How do Symbol Tables, Lexers and Parsers work together in a modern design? [closed]

Question

Closed. This question needs to be more focused. It is not currently accepting answers.

Want to improve this question? Guide the asker to update the question so it focuses on a single, specific problem. Narrowing the question will help others answer the question concisely. You may edit the question if you feel you can improve it yourself. If edited, the question will be reviewed and might be reopened.

Closed 10 years ago.

Improve this question

I'm working on creating my own scripting language for learning purposes. I've been reading through the Dragon Book and some things are a little unclear to me regarding the Symbol Table as well as where the strings that constitute an identifier actually reside and the ownership. Most of this confusion I think is due to the book using older techniques whereas I'm looking to use C++11.

As I understand it:

The SymbolTable would be a hash_map of some kind using the lexemes as the keys. I.e. string types. I've determined on my own that it's value would then be a tuple containing the SYMBOL_TYPE and a pointer/reference/lookup to a second array that contains the additional info needed for this SYMBOL_TYPE.

I.e. an entry in the SymbolTable could be <SYMBOL_TYPE::VARIABLE,3> which would mean that the Variables array at index 3 would feature this variables type + value + attributes.

I would then do the same for other identifiers like procedures etc.
The Lexer goes through characters until it's produced the longest possible lexeme each time the next Token is requestsed.

Question 1: Where do these pre-existing lexemes reside? For example, if the symbol table is pre-populated with keywords, punctuation, operators etc, who pre-populates it? Does the SymbolTable itself pre-populate itself with a list of keywords + punctuation + operators? Would I then just attempt to match each entry in the symbol table (starting with longest first)?

Question 2: When the Lexer has produced a token, does it add new identifiers to the symbol table? How does it know if this should be a SYMBOL_TYPE::FUNCTION or SYMBOL_TYPE:::VARIABLE? Or does it just populate it with SYMBOL_TYPE::ID and allow the Parser to later update the entry once it's determined the identifiers usage?

I think it can't be left to the Parser because when a new scope is started by the occurrence of a {, the Lexer would need to add a new SymbolTable to a stack otherwise the Token it returns to the Parser would point to the wrong entry... But then the Lexer can't be expected to also add the type and value information to the Variables or Procedures arrays.
The Parser requests each Token in turn from the Lexer.

Question 3: What exactly is needed in this Token type that's returned? At the moment it's just the SYMBOL_TYPE + the index into the SymbolTable. The SymbolTable then links to the corresponding additional list for that SYMBOL_TYPE. But should it be something other than SYMBOL_TYPE, like TOKEN_TYPE and allow the Parser to add to the SymbolTable rather than the Lexer? Because the Lexer can't determine whether an identifier is a variable or procedure. Because the Lexer needs to add them due to different scopes, does the Parser then discard what the Lexer added and add it's own?
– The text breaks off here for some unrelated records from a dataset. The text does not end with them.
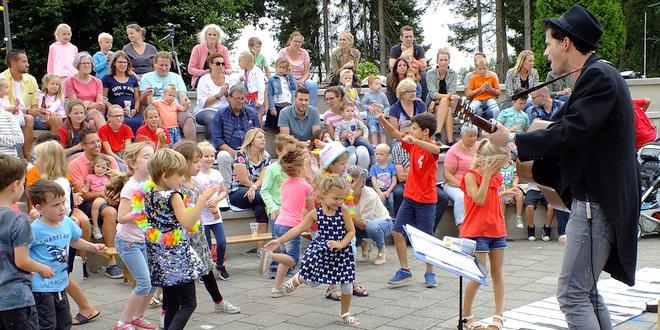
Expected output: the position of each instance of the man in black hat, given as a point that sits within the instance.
(592, 145)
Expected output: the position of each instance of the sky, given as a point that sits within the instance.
(434, 22)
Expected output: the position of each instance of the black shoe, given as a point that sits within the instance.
(222, 272)
(531, 233)
(546, 233)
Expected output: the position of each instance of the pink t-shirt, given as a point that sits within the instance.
(294, 198)
(129, 232)
(457, 157)
(83, 92)
(96, 183)
(297, 66)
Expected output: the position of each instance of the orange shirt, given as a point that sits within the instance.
(485, 220)
(476, 82)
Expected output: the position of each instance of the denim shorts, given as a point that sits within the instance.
(486, 244)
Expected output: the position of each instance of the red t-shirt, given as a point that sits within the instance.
(485, 220)
(116, 139)
(145, 134)
(420, 186)
(644, 129)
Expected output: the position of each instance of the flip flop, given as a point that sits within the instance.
(82, 319)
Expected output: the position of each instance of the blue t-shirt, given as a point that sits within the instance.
(383, 175)
(158, 83)
(51, 247)
(15, 232)
(120, 92)
(512, 117)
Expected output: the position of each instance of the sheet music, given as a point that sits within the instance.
(434, 250)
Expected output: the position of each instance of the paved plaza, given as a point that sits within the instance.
(531, 270)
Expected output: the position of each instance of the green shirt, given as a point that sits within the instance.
(270, 188)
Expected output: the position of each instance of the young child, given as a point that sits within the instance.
(103, 57)
(329, 258)
(168, 109)
(281, 91)
(11, 135)
(95, 181)
(515, 119)
(191, 188)
(174, 265)
(152, 130)
(296, 201)
(374, 97)
(69, 132)
(61, 53)
(115, 135)
(413, 73)
(254, 44)
(351, 131)
(419, 195)
(510, 193)
(484, 224)
(253, 80)
(53, 233)
(484, 89)
(383, 176)
(211, 218)
(17, 304)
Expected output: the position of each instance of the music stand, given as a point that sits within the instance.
(431, 250)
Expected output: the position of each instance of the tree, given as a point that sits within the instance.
(609, 14)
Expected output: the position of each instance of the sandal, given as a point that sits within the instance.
(497, 323)
(470, 324)
(359, 291)
(333, 294)
(350, 319)
(80, 319)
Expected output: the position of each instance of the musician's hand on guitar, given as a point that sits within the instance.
(500, 137)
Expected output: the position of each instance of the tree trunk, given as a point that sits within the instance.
(527, 34)
(480, 42)
(500, 40)
(381, 37)
(326, 37)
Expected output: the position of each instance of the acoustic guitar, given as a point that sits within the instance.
(544, 173)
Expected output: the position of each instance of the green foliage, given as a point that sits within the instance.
(609, 14)
(33, 22)
(366, 69)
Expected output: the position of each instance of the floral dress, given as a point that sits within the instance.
(322, 264)
(197, 239)
(169, 264)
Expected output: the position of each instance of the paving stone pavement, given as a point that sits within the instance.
(531, 270)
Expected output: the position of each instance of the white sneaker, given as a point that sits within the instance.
(227, 307)
(96, 232)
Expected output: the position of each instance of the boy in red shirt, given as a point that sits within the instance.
(115, 135)
(419, 195)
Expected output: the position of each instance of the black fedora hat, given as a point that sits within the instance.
(578, 23)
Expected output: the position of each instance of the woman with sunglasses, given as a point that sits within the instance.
(210, 42)
(212, 92)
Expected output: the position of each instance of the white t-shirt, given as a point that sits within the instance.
(129, 232)
(204, 181)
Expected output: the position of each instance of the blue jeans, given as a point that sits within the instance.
(290, 248)
(218, 230)
(313, 89)
(134, 256)
(576, 289)
(375, 230)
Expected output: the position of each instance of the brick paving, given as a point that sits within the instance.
(531, 270)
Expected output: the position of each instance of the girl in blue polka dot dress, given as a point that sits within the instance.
(329, 257)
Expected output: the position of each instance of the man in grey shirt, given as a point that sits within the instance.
(300, 119)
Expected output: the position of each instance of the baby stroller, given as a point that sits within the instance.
(649, 158)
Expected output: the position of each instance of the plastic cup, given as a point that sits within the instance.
(254, 228)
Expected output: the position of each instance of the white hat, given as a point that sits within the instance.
(333, 150)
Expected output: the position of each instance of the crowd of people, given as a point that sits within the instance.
(121, 163)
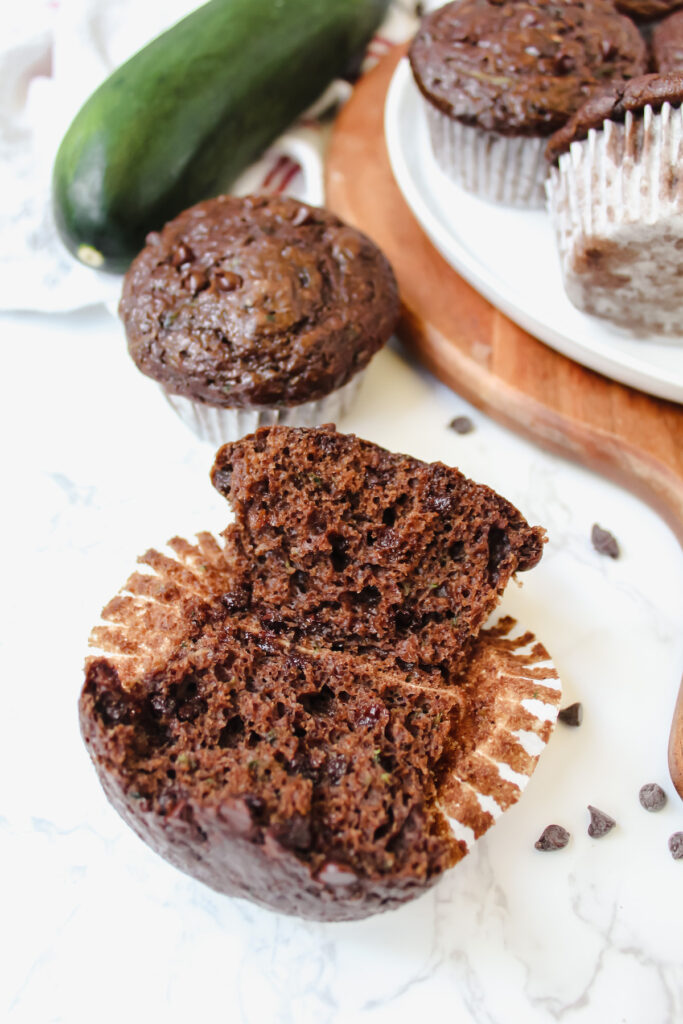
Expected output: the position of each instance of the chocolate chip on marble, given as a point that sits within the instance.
(601, 823)
(553, 838)
(571, 715)
(651, 797)
(676, 846)
(604, 542)
(462, 425)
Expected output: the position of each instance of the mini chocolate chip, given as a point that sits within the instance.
(462, 425)
(571, 715)
(553, 838)
(181, 254)
(196, 281)
(600, 824)
(302, 216)
(676, 846)
(651, 797)
(225, 281)
(603, 542)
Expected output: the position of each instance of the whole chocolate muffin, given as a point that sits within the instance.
(257, 304)
(646, 10)
(667, 43)
(513, 73)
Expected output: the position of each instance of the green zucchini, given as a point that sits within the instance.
(180, 120)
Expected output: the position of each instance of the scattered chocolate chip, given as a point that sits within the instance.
(571, 715)
(603, 542)
(462, 425)
(553, 838)
(676, 846)
(651, 797)
(600, 824)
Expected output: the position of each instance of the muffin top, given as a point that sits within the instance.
(645, 10)
(667, 43)
(522, 68)
(262, 300)
(612, 104)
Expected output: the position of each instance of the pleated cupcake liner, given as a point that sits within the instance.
(616, 203)
(503, 169)
(509, 695)
(219, 425)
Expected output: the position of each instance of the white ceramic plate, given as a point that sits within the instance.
(509, 256)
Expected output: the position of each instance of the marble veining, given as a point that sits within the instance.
(96, 928)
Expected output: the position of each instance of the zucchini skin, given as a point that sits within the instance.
(183, 117)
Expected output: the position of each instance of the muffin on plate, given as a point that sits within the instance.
(499, 78)
(274, 759)
(615, 196)
(667, 43)
(257, 310)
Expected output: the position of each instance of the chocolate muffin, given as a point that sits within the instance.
(257, 310)
(499, 78)
(309, 779)
(667, 44)
(342, 540)
(616, 201)
(647, 10)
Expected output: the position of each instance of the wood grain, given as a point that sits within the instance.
(625, 434)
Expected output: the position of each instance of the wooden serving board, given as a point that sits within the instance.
(623, 433)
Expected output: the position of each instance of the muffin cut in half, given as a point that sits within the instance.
(315, 776)
(343, 540)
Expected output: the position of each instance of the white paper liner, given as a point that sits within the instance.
(218, 426)
(498, 168)
(510, 697)
(616, 204)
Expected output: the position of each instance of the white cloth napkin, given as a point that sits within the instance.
(52, 54)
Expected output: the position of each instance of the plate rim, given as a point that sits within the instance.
(626, 369)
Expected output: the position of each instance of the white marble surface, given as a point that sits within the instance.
(95, 928)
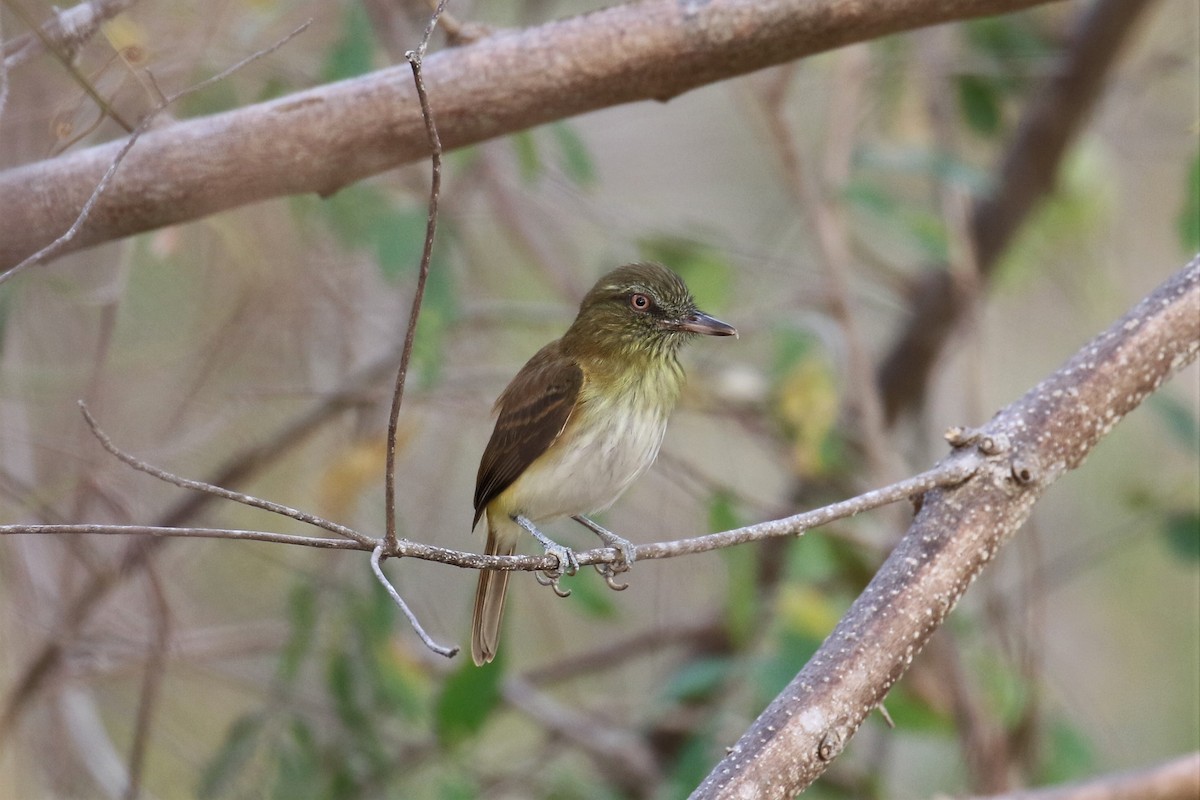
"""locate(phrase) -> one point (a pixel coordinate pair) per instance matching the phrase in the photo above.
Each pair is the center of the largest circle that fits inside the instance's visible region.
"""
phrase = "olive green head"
(640, 308)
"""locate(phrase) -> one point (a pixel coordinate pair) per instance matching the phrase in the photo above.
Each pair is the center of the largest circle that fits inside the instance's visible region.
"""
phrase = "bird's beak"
(697, 322)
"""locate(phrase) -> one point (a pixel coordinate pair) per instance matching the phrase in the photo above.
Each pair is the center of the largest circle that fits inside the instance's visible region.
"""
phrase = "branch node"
(832, 745)
(1025, 471)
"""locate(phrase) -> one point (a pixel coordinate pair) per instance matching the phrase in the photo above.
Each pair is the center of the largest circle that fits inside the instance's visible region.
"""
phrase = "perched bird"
(581, 421)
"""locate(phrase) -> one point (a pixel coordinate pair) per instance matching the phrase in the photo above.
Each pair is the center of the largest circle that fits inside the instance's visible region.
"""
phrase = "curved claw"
(609, 572)
(547, 579)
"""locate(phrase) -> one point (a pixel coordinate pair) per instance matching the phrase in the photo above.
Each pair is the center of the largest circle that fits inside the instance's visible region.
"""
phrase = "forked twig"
(135, 134)
(441, 649)
(209, 488)
(431, 226)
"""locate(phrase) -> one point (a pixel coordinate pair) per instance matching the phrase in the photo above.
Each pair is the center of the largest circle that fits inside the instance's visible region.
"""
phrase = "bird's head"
(640, 308)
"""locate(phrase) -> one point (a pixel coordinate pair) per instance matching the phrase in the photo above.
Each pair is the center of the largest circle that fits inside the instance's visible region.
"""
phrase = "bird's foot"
(625, 549)
(568, 563)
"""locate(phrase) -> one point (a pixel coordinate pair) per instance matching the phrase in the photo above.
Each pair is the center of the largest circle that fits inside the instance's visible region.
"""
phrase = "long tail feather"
(485, 624)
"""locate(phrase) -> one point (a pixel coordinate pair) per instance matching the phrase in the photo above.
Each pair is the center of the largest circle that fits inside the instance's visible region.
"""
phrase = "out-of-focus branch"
(325, 138)
(67, 30)
(1027, 446)
(1175, 780)
(1026, 174)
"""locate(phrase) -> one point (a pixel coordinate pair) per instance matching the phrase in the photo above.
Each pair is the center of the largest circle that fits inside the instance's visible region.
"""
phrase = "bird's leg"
(568, 564)
(625, 549)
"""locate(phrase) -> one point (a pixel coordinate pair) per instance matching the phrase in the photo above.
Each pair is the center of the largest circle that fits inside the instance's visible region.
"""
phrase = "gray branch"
(1026, 446)
(324, 138)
I'm confused about who owns the creation and management of the SymbolTable and whether the identifiers in it should be the same as what's passed between the Lexer and Parser.

It seems to me like it would be simpler to have the Lexer only return Tokens which determine whether it's a known keyword/operator/punctuation (each with it's own TOKEN_TYPE) + the string that makes it up (if needed) and the Parser then adds entries to the SymbolTable and subsequent arrays (like the Variables array) when it needs to. It would also see a { and add a new SymbolTable to the stack when neccessary.

Am I mis-interpreting the goal of a SymbolTable?

amon · Accepted Answer · 2015-11-22 01:26:29Z

Usually, the symbol table does not include all strings of the source code. Instead, the symbol table represents the static environment of a program, i.e. the visible variables and possibly their types. During parsing and compilation, the current state of the symbol table indicates which variables are visible.

Certain languages such as C++ can have symbols of different types – variables and type names. These would usually be kept in different symbol tables. However, this is a fairly rare case. Most implementations only track variable names in a symbol table.

As an example, assume this C-like program:

1: int i = 42;
2: {
3:   char c = 'a';
4:   print_int_char(i, c);
5: }

The symbol table starts with a print_int_char function: { "print_int_char": void (*) (int, char) }. Let's assume that this symbol table maps names to types. During parsing, the state is changed as follows:

{ "print_int_char": void (*) (int, char), "i": int } – the i symbol was added.
{ "print_int_char": void (*) (int, char), "i": int } – a nested scope is entered.
{ "print_int_char": void (*) (int, char), "c": char, "i": int } – the c symbol was added.
{ "print_int_char": void (*) (int, char), "c": char, "i": int } – the symbols print_int_char, c, and i are retrieved from the symbol table to facilitate type checking.
{ "print_int_char": void (*) (int, char), "i": int } – the nested scope is left, all symbols defined in that scope are discarded.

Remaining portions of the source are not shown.